To begin, there is no overpopulation of wild horses on public lands in Colorado. In fact, the cost to subsidize public land ranching to American taxpayers is enormous. The cost to graze in an AUM (Animal Unit per Month) — one cow/calf, or five sheep) is only $1.35 per month, a price that has remained unchanged since the mid-1970s.
Direct government expenditures to administer public land grazing constitute an annual loss to taxpayers of at least $123 million and more than $500 million when indirect costs are accounted for. according to a report by the Western Watersheds Project.
Private land leases in the Western states are anywhere between $10-$15 per AUM. BLM and the U.S. Forest Service would need to charge between $7.64 and $12.26 per AUM, respectively, to recoup their expenses. Livestock grazing on public lands is a welfare program subsidized by the American taxpayers.
American taxpayers subsidize all livestock permittees who utilize our public lands. These privileged few account for roughly 4 to 6 percent of all livestock produced and consumed in the United States. Our rural communities support public land livestock permittees, not the other way around.
The damage to public lands by overgrazing livestock is significant!

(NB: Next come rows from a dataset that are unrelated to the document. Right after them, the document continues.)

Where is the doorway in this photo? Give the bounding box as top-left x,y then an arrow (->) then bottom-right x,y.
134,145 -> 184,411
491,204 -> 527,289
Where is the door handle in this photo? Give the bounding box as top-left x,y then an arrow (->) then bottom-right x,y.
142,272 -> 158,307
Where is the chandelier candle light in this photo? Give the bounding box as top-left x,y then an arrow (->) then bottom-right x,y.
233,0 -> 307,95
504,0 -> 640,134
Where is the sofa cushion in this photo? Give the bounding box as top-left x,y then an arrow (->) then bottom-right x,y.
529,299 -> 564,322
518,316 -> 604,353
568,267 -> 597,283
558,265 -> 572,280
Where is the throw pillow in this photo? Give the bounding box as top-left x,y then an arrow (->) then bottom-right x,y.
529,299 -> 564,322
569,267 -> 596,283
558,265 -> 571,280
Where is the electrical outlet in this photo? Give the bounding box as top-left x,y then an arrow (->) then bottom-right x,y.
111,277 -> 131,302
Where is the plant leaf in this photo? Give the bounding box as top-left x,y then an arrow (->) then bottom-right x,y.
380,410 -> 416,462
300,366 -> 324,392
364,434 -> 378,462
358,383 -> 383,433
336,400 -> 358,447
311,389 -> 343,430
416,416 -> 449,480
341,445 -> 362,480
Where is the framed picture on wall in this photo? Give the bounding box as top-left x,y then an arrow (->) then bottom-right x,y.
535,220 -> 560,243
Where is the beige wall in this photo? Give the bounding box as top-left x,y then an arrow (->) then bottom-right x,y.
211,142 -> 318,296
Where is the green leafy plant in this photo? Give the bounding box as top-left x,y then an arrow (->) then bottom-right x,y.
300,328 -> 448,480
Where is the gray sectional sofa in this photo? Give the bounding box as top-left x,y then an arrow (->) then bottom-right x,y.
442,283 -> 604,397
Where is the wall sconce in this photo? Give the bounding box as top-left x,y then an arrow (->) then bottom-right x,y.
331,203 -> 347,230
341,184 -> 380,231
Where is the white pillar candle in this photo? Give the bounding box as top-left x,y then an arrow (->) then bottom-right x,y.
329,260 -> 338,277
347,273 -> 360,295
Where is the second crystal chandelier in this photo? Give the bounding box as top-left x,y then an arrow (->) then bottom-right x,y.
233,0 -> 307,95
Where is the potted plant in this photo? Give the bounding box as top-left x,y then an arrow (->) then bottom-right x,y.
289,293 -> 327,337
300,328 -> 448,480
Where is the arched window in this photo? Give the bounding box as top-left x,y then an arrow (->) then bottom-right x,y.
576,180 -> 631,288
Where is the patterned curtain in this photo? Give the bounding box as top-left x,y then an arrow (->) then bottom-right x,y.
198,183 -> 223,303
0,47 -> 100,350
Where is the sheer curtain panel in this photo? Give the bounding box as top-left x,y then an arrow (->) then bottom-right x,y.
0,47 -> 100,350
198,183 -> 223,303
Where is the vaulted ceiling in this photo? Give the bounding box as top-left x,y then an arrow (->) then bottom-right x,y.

Eighty percent of streams and riparian areas in arid regions of the West have been impacted (most don’t even have wild horses.) The number of cows and sheep in the White River Resource Area as compared to wild horses is significantly much higher, even by using numbers supplied by the BLM.
Therefore, the negative impact to public lands as previous articles have stated, as being directly attributed to wild horses, is significantly unsubstantiated.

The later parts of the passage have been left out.